我正在尝试创建一个程序,告诉我明天会是哪一天(从1月1日开始),但我写下的代码似乎不起作用。
这是我的代码:
#include <iostream>
#include <ctime>
#include <ratio>
#include <chrono>
int main (int argc, char** argv) {
std::chrono::system_clock::time_point today = std::chrono::system_clock::now();
std::tm timeinfo = std::tm();
timeinfo.tm_mon = 0;
timeinfo.tm_mday = 1;
std::time_t tt = std::mktime (&timeinfo);
std::chrono::system_clock::time_point tp = std::chrono::system_clock::from_time_t (tt);
std::chrono::duration<int,std::ratio<60*60*24> >one_day (1);
std::chrono::system_clock::time_point tomorrow = today + one_day;
std::time_t tv;
tt = std::chrono::system_clock::to_time_t ( today );
std::cout << "today is: " << ctime(&tv);
tt = std::chrono::system_clock::to_time_t ( tomorrow );
std::cout << "tomorrow will be: " << ctime(&tv);
return 0;
}
编译代码时我没有收到任何错误,但是当我运行程序时,输出是:
今天是:Thu Jan 01 01:00:34 1970 明天将是:Thu Jan 01 01:00:34 1970
为什么这样做?
谢谢大家!
答案 0 :(得分:3)
实际上你的程序是正确的。

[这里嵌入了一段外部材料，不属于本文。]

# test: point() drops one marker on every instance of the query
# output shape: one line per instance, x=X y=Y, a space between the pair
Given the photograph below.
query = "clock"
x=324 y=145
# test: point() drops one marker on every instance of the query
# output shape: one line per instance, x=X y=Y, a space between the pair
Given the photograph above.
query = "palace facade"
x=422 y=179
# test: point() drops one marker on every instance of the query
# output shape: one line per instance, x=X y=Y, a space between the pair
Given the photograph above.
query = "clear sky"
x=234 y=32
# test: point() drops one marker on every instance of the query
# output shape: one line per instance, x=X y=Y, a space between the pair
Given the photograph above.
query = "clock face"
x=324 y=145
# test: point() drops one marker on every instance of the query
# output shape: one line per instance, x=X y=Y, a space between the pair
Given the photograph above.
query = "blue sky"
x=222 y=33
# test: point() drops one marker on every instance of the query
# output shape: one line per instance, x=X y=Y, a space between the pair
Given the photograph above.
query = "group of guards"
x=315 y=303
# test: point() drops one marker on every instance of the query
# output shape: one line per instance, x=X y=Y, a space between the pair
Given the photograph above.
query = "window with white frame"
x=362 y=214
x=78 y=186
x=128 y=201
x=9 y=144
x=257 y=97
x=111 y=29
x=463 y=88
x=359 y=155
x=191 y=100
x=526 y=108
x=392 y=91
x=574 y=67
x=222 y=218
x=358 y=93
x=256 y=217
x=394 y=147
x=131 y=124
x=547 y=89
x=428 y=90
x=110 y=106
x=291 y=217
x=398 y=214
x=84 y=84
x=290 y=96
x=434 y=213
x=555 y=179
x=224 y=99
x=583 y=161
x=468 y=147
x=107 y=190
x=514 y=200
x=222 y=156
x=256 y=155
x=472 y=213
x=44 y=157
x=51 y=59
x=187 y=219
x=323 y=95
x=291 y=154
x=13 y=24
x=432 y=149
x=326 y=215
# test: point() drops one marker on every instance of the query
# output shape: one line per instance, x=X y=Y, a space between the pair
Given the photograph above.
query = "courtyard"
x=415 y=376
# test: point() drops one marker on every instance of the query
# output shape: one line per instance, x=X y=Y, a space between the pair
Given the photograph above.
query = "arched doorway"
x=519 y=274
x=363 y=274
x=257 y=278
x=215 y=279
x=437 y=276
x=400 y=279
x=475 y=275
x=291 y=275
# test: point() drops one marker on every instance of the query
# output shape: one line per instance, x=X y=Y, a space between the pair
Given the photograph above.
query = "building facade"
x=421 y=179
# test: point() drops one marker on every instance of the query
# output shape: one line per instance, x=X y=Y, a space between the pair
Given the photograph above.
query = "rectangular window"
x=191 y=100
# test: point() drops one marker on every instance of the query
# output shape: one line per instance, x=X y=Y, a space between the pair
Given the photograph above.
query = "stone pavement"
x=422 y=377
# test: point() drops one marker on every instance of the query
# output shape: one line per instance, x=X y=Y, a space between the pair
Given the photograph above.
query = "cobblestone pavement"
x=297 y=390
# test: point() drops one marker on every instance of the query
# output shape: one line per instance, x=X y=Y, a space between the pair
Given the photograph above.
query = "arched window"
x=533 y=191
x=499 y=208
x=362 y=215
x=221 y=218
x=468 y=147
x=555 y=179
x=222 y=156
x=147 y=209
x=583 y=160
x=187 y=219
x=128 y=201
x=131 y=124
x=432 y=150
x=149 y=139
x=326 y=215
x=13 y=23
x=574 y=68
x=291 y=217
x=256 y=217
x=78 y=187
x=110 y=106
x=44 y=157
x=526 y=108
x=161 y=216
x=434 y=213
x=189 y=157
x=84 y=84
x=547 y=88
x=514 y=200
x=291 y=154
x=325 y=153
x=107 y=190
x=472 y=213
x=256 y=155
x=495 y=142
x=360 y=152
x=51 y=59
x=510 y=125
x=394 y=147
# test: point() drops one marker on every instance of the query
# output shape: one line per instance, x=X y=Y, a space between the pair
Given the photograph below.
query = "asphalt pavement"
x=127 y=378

你刚搞砸了输出。 ctime中使用的变量指的是(非初始化的)变量tv,而不是包含您从tt和today计算的值的变量tomorrow
tt = std::chrono::system_clock::to_time_t ( today );
std::cout << "today is: " << ctime(&tv);
tt = std::chrono::system_clock::to_time_t ( tomorrow );
std::cout << "tomorrow will be: " << ctime(&tv);
应该是
tt = std::chrono::system_clock::to_time_t ( today );
std::cout << "today is: " << ctime(&tt);
tt = std::chrono::system_clock::to_time_t ( tomorrow );
std::cout << "tomorrow will be: " << ctime(&tt);
代替。在纠正之后,它对我有用。我现在得到这个输出:
today is: Sun Jan 31 13:22:30 2016
tomorrow will be: Mon Feb 1 13:22:30 2016
答案 1 :(得分:2)
您的变量tv未初始化!
请参阅我的注释源代码注释:
std::time_t tv; // uninitialized
tt = std::chrono::system_clock::to_time_t(today);
std::cout << "today is: " << ctime(&tv); // did you mean tt?
tt = std::chrono::system_clock::to_time_t(tomorrow);
std::cout << "tomorrow will be: " << ctime(&tv); // did you mean tt?